Staffing at the 405,000-square-foot complex on Army Post Road swells to about 1,000 people each fall to accommodate seasonal order taking and product shipping. The company currently provides the outsourcing service for 21 client companies, shipping products ranging from cosmetics to bird feeders from the Des Moines facility.

“Some of our clients are seeing some pretty dramatic increases they didn’t have in their forecasts, which is good for us,” said Skip Trevathan, vice president of operations for demand management and distribution for EDS.

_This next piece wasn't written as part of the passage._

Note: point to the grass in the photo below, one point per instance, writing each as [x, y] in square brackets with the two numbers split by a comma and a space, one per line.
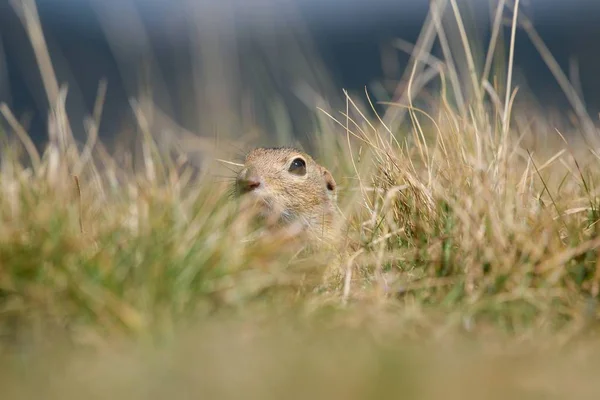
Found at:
[471, 268]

“Some clients are up and others are down,” he said, “but as an aggregate the business for the clients is pretty flat. If I have one client that’s up and one that’s down, I just rotate staff where the work is.”

  BEST BUY ADDING WORKERS

Best Buy Co. Inc., a big-box electronics and appliances retailer, said it has already hired as many as 50 workers at its University Avenue store in West Des Moines as it gears up for what some economists have predicted will be the busiest shopping season since 1999.

Rick Nelson, merchandize manager of the University Avenue store, said the company had conducted two job fairs in West Des Moines and that it would hold a third this week. Nelson said he hoped to add a total of 75 temporary workers to his store’s 150-employee roster through January.

He said it was likely that Best Buy’s two other Central Iowa locations, on Southeast 14th Street and in Ames, have added comparable numbers of workers.

Best Buy’s employee discount policy stipulates that a worker must have 30 days of tenure before qualifying. During the holiday season, Nelson said, the company waives that policy and allows workers to qualify immediately for the discount.